Apple ha recentemente modificato le sue politiche sull’App Store in una mossa volta a rafforzare la privacy, in particolare per quanto riguarda le app che accedono ai database dei contatti degli utenti.

Come riportato da Bloomberg , Apple sta sfruttando una tecnica di raccolta dei contatti che è stata utilizzata da anni:

Gli sviluppatori chiedono agli utenti l’accesso ai loro contatti telefonici, quindi li utilizzano per il marketing ea volte condividono o vendono le informazioni, senza il permesso delle altre persone elencate in tali rubriche digitali.

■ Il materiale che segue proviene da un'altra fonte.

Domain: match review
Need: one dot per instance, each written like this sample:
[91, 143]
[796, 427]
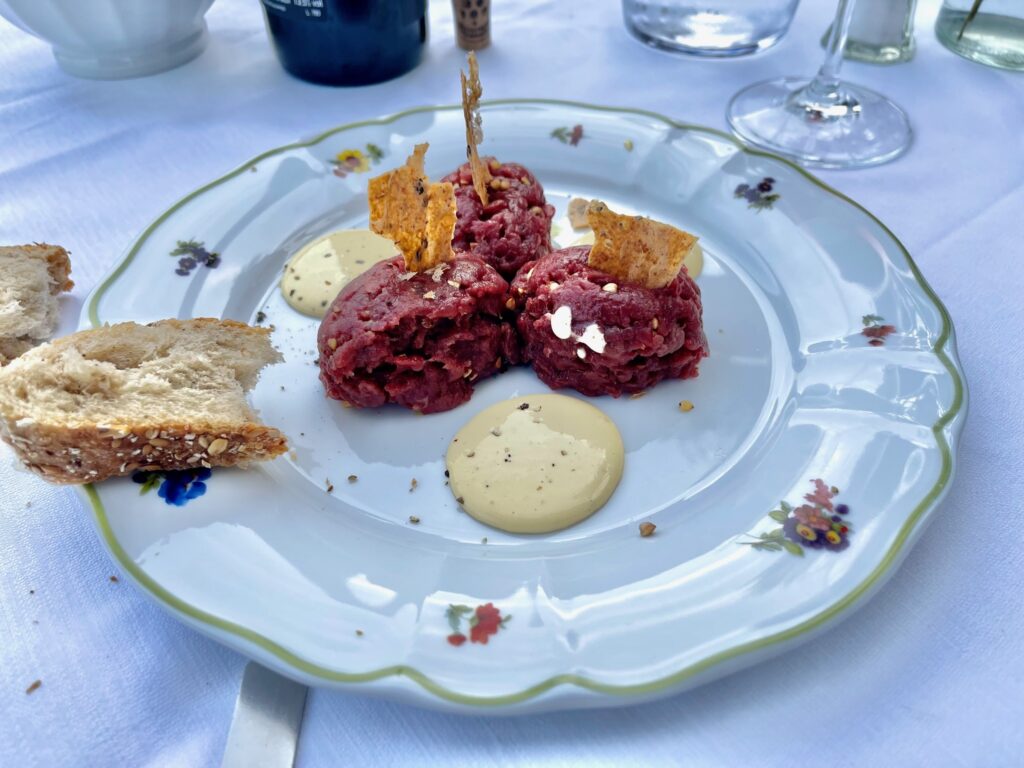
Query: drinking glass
[823, 122]
[709, 28]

Sia su iOS di Apple sia su Android di Google, i sistemi operativi per smartphone più grandi al mondo, la tattica viene talvolta utilizzata per aumentare la crescita e fare soldi.
Apple mette già in contatto la condivisione un’opzione di opt-in per gli utenti, ma ciò che le app possono fare con questi contatti dopo che sono state accedute è stato finora limitato.

Apple ha annunciato diversi cambiamenti incentrati sulla privacy durante la sua conferenza WWDC la settimana scorsa, tuttavia, ciò che non ha sottolineato sono stati gli aggiornamenti alle linee guida per la revisione dell’App Store.

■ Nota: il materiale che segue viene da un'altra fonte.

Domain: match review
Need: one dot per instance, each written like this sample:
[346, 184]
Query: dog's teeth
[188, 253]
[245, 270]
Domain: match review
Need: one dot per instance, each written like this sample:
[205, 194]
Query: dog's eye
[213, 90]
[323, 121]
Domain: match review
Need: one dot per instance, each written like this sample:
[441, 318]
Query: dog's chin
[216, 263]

Anche la condivisione e la vendita di quel database con terze parti è ora vietata. E un’app non può ottenere l’elenco dei contatti di un utente, ad esempio viene utilizzato per una cosa e quindi lo utilizza per qualcos’altro, a meno che lo sviluppatore non ottenga nuovamente il consenso. Chiunque venga sorpreso a violare le regole può essere bandito.
Mentre questa è una grande mossa per il futuro dell’App Store, Apple non può semplicemente tornare indietro e recuperare tutte le informazioni che gli sviluppatori hanno già sugli amici e sulla famiglia degli utenti. Gli utenti possono, tuttavia, accedere a Impostazioni> Privacy> Contatti e disattivare l’accesso futuro alle informazioni di contatto per un’app.